# What is excelsior used for outside the hobby,



## nasty bugger (Dec 30, 2008)

and where could I get it locally? Or more to, what kind of business would have it that I could get it from.

I was up on the mountain for Christmas, and my dad has some aspen logs, but I didn't think to bring one home.


----------



## kamakiri (Dec 30, 2008)

I got mine from a craft store (Michael's). Girl at the store said she didn't have any...I figured they would, so I found it myself!


----------



## nasty bugger (Dec 30, 2008)

That's what I thought.
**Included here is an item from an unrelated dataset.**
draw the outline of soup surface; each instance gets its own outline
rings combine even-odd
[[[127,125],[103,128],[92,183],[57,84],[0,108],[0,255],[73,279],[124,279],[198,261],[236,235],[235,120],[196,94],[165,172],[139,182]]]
I called a hobby shop, and she said they didn't carry it, but to go to some shipping place, but I thought it was used for some kind or hobby or craft.

Thanks.


----------



## yen_saw (Dec 31, 2008)

Hobby Lobby and Walmart carry them too. Most of the time they are used for decoration on fake plants and also used in gift basket.


----------



## Rick (Dec 31, 2008)

I bought a huge bag years ago and have barely even touched it. Just don't find it that useful in the hobby.


----------



## kamakiri (Jan 1, 2009)

Originally, I think was used to stuff stuffed animals. Steiff bears and such. Probably also for old furniture...before we had metal springs and polyester batt.


----------



## nasty bugger (Jan 2, 2009)

I've been using the coffee filter's in my ff cultures, but it looks like it could collapse easily and cover the culture and keep the ff's from the food and culture, so I want to try the excelsior, but that may be a waste also, but I'll see. It should be inexpensive enough to try.

Thanks


----------



## Rick (Jan 2, 2009)

nasty bugger said:


> I've been using the coffee filter's in my ff cultures, but it looks like it could collapse easily and cover the culture and keep the ff's from the food and culture, so I want to try the excelsior, but that may be a waste also, but I'll see. It should be inexpensive enough to try.Thanks


I have the same results by using nothing at all however I do like that plastic screen looking stuff.


----------



## damizz (Jan 2, 2009)

nasty bugger said:


> I've been using the coffee filter's in my ff cultures, but it looks like it could collapse easily and cover the culture and keep the ff's from the food and culture, so I want to try the excelsior, but that may be a waste also, but I'll see. It should be inexpensive enough to try.Thanks


I have tried so many different items in my FF cultures it isn't even funny. Many people I know swear by excelsior but I have found that taking 3-5 coffee filters and fold them over onto themselves 3 times to form a cone and then snip the closed end off with scissors. I find that this allows the maggots to crawl up the middle of the filters and I have probably 50% better yields with this method over excelsior. I also have never had problems with the filters collapsing over, just make sure your culture isn't too moist.


----------



## Katnapper (Jan 2, 2009)

damizz said:


> I have tried so many different items in my FF cultures it isn't even funny. Many people I know swear by excelsior but I have found that taking 3-5 coffee filters and fold them over onto themselves 3 times to form a cone and then snip the closed end off with scissors. I find that this allows the maggots to crawl up the middle of the filters and I have probably 50% better yields with this method over excelsior. I also have never had problems with the filters collapsing over, just make sure your culture isn't too moist.


Hey damizz, thanks for the idea. I recently bought some coffee filters at the Dollar Store to try out in my ff cultures, and am planning on making some up today.

Question... After you cut the closed end of the coned filters, do you stick that cut off end down into the media? That's what I'm assuming... but I'd like to know if this is what you do for sure. Thanks!


----------



## damizz (Jan 2, 2009)

Katnapper said:


> Question... After you cut the closed end of the coned filters, do you stick that cut off end down into the media? That's what I'm assuming... but I'd like to know if this is what you do for sure. Thanks!


Yep, I guess I left that part out


----------



## Katnapper (Jan 2, 2009)

damizz said:


> Yep, I guess I left that part out


Thanks!


----------



## Katnapper (Jan 5, 2009)

Damizz, I used your method with the coffee filters when I made my latest batch of cultures. But I did alter the configuration slightly by using 4 layers, and adding 5 or 6 Popsicle sticks between them at various intervals. I thought it might prevent any collapsing issue by adding some support; But mainly to kind of separate the layers and provide space and a means by which the maggots can come up from the media on to the internal layers. I also thought they might help keep the filters tacked down into the media, so they wouldn't fall out when I turned the culture upside down and tapped. They add additional surface area too, and I notice the ff's like to perch on them.

I guess I'll see how it goees... but I'm optimistic.  Thanks again for the idea. I'd heard of using coffee filters, but wasn't sure how to arrange them in the cups before you explained how you did it. They sure are a very cost effective alternative to excelsior!


----------